Perl provides two object-oriented modules: HTTP::Request and HTTP::Response to model an HTTP interaction at the client’s end. These are used to create a request to send and capture the response that comes back. A program creates an HTTP::Request object, and sends it. The response is captured automatically as an HTTP::Response object. To send out an HTTP::Request and to receive the response, Perl provides a class called LWP::UserAgent. The user agent is a software entity that actively pursues Web client related activities on behalf of a user or an application. It is a conduit between
an application and a Web server. In simple and informal terms, it is an incarnation of the Web client. It takes an HTTP request, say to fetch a Web page, and then waits for the response to arrive from the server.
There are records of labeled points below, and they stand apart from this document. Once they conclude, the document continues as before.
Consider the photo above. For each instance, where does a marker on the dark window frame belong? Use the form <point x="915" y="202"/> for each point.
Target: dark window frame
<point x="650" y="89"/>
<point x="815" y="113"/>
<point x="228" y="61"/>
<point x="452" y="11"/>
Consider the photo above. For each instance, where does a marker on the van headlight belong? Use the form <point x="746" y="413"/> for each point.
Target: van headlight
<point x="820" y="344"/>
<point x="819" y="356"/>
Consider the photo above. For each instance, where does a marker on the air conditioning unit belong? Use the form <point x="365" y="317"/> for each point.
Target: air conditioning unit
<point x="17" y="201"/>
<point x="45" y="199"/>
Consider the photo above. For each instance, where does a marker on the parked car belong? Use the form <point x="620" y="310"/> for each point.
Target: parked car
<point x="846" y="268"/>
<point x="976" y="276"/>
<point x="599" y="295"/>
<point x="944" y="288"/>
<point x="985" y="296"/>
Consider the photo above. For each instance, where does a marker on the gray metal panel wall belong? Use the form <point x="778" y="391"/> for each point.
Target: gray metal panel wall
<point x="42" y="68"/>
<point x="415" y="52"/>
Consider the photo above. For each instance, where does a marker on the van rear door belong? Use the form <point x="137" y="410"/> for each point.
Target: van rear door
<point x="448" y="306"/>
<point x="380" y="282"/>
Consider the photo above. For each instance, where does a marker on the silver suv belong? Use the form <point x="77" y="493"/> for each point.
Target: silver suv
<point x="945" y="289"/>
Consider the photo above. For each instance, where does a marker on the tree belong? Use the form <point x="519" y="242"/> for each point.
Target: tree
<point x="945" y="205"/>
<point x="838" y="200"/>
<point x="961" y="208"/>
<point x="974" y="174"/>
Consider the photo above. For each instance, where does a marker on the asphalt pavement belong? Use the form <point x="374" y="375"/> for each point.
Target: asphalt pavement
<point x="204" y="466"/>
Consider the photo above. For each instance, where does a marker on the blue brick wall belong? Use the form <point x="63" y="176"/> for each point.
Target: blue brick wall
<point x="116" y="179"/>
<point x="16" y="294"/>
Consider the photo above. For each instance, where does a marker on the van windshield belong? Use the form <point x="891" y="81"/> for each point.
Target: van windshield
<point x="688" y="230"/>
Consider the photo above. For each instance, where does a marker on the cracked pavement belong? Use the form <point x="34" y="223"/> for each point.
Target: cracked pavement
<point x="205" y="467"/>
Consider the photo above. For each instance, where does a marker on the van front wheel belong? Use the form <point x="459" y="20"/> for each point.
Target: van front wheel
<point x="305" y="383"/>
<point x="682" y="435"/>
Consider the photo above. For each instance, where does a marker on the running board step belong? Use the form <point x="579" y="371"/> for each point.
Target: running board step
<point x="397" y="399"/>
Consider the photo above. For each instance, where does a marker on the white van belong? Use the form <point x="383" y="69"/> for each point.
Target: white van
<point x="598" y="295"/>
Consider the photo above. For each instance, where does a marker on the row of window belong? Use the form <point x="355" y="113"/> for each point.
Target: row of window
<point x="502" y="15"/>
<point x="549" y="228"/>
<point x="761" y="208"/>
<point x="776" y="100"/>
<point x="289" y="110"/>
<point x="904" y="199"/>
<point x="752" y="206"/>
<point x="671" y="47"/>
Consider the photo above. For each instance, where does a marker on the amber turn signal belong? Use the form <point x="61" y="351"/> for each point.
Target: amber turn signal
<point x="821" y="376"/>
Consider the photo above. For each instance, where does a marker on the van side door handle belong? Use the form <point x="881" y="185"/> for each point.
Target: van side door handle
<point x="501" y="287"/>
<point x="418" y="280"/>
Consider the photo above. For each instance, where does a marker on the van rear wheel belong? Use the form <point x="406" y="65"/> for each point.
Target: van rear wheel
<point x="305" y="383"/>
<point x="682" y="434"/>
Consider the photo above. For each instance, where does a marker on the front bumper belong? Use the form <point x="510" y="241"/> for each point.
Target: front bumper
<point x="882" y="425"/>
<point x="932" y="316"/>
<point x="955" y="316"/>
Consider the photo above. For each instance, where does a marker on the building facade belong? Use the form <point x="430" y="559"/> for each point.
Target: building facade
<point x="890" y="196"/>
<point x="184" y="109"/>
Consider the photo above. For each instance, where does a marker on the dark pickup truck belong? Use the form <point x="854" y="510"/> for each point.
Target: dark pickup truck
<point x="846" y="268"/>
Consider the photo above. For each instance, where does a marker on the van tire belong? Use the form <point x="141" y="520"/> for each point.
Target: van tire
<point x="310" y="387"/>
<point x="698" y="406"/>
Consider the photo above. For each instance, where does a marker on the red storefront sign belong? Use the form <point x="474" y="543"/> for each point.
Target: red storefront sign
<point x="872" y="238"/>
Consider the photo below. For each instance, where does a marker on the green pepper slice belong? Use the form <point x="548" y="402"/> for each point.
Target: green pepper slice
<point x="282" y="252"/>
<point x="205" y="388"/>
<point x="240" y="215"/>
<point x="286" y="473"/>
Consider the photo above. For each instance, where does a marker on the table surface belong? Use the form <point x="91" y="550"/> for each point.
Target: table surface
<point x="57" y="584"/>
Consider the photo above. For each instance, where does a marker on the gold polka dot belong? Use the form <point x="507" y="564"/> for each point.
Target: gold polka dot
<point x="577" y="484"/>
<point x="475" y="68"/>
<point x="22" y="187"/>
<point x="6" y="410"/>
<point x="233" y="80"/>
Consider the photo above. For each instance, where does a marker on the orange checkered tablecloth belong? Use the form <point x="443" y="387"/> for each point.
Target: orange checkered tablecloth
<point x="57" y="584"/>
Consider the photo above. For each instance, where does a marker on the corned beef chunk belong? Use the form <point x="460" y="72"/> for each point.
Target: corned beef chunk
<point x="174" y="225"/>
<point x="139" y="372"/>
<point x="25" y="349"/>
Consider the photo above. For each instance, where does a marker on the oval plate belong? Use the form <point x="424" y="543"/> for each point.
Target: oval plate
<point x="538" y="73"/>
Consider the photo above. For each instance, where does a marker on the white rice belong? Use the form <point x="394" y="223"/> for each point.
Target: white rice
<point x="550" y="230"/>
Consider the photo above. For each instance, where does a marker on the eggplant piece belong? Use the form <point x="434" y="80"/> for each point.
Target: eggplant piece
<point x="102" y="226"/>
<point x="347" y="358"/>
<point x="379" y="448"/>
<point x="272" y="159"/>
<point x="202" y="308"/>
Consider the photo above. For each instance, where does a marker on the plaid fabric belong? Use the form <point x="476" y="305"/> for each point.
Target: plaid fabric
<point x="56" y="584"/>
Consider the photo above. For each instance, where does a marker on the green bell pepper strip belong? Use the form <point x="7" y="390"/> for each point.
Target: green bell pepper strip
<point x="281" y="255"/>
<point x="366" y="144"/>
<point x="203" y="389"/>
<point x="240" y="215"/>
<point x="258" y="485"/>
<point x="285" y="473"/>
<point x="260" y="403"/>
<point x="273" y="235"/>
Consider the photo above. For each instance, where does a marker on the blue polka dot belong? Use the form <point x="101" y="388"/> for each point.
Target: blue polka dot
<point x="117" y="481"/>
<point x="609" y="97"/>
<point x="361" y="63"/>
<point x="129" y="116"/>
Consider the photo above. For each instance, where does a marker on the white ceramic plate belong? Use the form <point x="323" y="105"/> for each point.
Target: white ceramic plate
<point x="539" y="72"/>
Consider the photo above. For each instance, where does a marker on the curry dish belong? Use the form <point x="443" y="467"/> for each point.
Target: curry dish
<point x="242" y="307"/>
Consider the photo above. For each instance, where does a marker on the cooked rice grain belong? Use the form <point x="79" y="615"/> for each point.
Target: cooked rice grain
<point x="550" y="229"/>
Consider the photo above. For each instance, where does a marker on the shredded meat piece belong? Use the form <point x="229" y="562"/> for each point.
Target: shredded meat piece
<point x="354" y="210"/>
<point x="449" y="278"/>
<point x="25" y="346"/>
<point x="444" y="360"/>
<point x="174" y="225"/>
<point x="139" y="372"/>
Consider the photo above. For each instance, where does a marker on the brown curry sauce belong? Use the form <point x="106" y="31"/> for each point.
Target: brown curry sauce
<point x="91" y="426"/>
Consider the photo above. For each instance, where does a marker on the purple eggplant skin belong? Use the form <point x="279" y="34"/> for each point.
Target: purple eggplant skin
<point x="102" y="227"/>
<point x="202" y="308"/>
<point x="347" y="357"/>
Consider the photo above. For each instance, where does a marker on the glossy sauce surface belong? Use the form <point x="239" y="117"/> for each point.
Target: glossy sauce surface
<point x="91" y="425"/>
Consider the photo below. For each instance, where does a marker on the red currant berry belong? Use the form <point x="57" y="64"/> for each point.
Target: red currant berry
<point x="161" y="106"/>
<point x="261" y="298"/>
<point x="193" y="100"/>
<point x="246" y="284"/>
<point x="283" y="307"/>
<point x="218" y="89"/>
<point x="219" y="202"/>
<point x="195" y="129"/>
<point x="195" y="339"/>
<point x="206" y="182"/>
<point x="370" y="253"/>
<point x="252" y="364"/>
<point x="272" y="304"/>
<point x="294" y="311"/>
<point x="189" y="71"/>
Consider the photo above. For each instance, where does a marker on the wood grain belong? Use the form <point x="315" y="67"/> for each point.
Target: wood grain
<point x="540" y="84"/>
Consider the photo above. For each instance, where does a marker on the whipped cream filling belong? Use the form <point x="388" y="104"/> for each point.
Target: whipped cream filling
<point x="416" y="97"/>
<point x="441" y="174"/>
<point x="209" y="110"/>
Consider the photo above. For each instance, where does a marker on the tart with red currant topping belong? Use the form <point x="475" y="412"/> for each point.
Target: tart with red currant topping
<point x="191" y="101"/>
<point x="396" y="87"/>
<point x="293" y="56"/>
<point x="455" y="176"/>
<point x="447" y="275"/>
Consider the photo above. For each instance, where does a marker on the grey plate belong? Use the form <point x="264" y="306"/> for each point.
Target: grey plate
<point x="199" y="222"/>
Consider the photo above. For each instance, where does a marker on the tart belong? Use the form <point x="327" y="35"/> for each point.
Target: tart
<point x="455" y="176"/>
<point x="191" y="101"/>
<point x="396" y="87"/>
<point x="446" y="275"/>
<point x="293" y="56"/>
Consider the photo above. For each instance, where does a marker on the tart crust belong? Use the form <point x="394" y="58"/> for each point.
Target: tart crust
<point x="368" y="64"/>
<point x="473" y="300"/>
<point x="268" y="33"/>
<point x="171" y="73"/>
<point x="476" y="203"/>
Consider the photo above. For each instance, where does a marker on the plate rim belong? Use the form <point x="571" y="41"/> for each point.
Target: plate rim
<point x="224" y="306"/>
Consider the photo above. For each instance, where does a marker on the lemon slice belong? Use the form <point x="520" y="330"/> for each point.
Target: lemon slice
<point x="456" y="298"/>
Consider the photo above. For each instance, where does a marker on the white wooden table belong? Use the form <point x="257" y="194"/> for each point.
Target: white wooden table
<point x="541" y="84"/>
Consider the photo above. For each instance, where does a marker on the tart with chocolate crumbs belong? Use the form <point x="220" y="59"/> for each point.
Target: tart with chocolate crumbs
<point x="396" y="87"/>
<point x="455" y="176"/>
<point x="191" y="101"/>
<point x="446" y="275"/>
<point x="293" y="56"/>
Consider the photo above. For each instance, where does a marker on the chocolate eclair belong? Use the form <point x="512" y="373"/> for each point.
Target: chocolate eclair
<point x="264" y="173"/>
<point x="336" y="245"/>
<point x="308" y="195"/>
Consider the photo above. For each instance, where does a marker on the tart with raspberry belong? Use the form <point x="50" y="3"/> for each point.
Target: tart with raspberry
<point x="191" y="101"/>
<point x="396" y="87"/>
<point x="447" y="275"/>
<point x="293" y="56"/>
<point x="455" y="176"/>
Once the response is received, the user agent makes it available to the rest of the program.

In the simple use situation, an application creates a LWP::UserAgent object, and creates an

HTTP::Request object for the request that needs to be performed. The request is then given to the request method of the UserAgent object. The request method opens up a communication channel with the server and sends the request out. When the response comes back, the response is captured by Perl in the form of a HTTP::Response object. Figure 9.19 describes the process diagrammatically.

 

Figure 9.19:  The LWP::UserAgent object on the client sends an HTTP::Request object to the server. The UserAgent object receives the reply as an HTTP::Response object.

The request() method of the UserAgent object can make arrangements to get the response in one of three ways: as a scalar available for direct manipulation, to be saved in a file, or handed over to a callback routine for processing. The first alternative is useful if the returned content is small and needs additional processing such as parsing to cull out relevant data. The second alternative is suitable for large objects such as a graphic or audio file. The last alternative can be used to process data in chunks as it comes in.